We kind of have a bias at Heartland to companies that have very strong balance sheets with low debt and generate free cash flow and can finance themselves. As small-cap investors, we know that the banks and the markets want to give companies capital when they don't need it, and when they do need it, the markets shutdown on them. And REITs are an example of a space that the stocks don't look incredibly undervalued. For our 10 principles, they don't pass a lot of our valuation parameters, and frankly they have leveraged balance sheets.

We can still find better value in other places of the market, but that doesn't mean we won't look for opportunity in REITs, and if they become attractive, we will be hunting for them. But that really explains our large underweighting across both of the portfolios.

Lallos: The Value Plus fund does have a dividend angle. Can you explain the significance of that and how it factors into the process?

Evans: Right. Within the Value Plus fund, our focus is on having at least 80% of the assets in the fund paying dividends, and we're not yield seekers. So, we're not targeting explicitly high-yielding stocks. We actually dislike those. We are focused on companies that pay dividends and can grow their dividends.

Think about it in the sense of dividend growers, and that's because we like the fact that it shows management's attention to returning capital to shareholders. When you pay a dividend, you get married to it. A buyback is something you date. So it's not that we don't like buybacks, but we like to see a management team have a holistic approach to returning capital to shareholders: buybacks, dividends, acquisitions, and internal investment.

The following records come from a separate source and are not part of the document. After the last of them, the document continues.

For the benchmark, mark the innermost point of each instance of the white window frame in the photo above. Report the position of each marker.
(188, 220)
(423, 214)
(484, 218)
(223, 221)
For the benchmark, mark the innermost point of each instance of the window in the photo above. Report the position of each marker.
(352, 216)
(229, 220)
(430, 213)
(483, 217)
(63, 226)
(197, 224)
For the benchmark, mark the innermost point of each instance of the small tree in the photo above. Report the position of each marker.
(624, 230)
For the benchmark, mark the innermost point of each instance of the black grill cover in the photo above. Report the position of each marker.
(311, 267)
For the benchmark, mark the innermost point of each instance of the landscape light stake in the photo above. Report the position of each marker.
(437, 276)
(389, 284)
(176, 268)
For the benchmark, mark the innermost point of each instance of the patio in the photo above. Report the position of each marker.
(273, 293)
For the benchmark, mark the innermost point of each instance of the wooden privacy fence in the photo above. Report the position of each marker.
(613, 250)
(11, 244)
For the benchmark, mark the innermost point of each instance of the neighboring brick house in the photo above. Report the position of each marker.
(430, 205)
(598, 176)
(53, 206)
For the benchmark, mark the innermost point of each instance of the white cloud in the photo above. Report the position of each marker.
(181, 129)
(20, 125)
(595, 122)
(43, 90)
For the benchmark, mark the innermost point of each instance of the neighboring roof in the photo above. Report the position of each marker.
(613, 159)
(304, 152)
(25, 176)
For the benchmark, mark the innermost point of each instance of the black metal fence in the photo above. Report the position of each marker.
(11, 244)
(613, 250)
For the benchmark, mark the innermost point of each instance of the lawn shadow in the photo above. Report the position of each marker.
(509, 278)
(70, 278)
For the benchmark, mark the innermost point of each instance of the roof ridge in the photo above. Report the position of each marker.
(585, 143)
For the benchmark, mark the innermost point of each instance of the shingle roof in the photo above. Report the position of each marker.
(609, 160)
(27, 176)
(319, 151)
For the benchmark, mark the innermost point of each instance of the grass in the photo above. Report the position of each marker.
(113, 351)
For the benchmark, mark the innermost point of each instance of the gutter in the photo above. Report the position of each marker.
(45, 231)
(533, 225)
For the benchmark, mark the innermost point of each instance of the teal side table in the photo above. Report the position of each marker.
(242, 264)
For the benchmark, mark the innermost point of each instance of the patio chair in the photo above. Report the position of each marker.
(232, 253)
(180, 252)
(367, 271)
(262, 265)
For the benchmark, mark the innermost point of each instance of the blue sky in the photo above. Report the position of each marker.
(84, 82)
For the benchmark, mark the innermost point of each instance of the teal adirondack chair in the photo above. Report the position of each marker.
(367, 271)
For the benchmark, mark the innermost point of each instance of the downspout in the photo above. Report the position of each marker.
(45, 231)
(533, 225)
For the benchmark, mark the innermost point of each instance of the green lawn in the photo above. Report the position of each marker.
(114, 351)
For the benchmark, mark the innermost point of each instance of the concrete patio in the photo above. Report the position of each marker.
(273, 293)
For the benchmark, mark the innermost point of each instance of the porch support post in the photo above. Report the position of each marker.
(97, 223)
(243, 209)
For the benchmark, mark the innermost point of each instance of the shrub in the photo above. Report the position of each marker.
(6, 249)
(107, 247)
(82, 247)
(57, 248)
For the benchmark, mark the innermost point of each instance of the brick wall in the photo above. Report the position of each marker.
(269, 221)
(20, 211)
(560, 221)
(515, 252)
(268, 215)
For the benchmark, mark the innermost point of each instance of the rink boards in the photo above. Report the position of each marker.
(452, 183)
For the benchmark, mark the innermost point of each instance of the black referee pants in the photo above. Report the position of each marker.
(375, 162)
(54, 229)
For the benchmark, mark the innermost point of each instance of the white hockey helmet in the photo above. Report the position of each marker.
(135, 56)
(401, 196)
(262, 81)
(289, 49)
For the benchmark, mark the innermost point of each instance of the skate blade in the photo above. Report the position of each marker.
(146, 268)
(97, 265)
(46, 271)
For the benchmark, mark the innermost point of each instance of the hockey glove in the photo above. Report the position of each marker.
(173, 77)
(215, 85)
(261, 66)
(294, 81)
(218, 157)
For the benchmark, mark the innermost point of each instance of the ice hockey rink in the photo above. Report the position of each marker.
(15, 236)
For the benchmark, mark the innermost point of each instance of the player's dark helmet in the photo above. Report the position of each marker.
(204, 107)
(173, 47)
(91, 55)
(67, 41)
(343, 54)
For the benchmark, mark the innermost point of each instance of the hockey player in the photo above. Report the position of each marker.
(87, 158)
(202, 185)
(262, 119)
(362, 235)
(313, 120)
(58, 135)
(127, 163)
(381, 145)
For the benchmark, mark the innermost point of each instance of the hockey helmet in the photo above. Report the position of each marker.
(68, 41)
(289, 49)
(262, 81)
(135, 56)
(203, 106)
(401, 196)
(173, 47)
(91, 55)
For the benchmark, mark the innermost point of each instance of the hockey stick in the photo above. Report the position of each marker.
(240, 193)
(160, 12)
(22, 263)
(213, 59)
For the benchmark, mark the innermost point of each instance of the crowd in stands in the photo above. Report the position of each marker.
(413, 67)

The yield on the Value Plus portfolio is roughly about 1.5%, and it really has been in that range between 1% and 2%. What it tells us is why we like dividends and dividend growers is because not only for the return-of-capital aspect that is highlighted, but it also puts a governor on management's capital-allocation decision making. It tells us that they're not going to take on too much debt because the prospect of taking large amounts of debt on the balance sheet raises the probability that they might have to cut the dividend if bad things happen, if something goes wrong. And management teams are very loath to cut their dividends. Our focus, again, is on low-debt companies, financially sound companies. That discipline of paying a dividend sends a signal that management will not take on too much debt.

Lallos: Looking at the areas you're focused on now [such as energy and Commercial Metals], how long do you think it will be before these picks pay off? How patient do shareholders need to be?

Evans: It goes back to our process, and as I said before with the Heartland 10 principles, we're seeking low P/E and low price/cash flow ratios. We've a bias toward free cash flow generators, low price/book ratios, and financially sound companies, run by great management teams with simple strategies, good strategies to unlock value. And we're looking for catalysts to unlock the value.

Our process is not dissimilar to private equity investing in the public markets. We have a two- to three-year investment horizon. We can be early in some instances. But when we find a company that we deem as significantly undervalued, we understand all the businesses that we own in great depth and do a tremendous amount of due diligence.

So our job is to find those undervalued companies, understand their business and the industry, and understand what it's going to take for these headwinds that have caused the stock to be cheap to turn to tailwinds to unlock that value. And that usually takes about two- to three-year investment horizon. You must be patient.

Lallos: For investors who are patient, you are seeing opportunities today?

Evans: Absolutely. I look at our portfolios today, and yes, the market is up. There's a lot of concern that valuations are high. There is always opportunity to find undervalued companies in the marketplace. Our filters, our screens, are still robust. Our watchlists are still very highly populated with opportunities. So it is incumbent upon us to find stocks, to find our strong winners, be disciplined in selling them when they approach fair value or are overvalued, and reallocate that capital into other opportunities that are deeply undervalued. And that is happening today.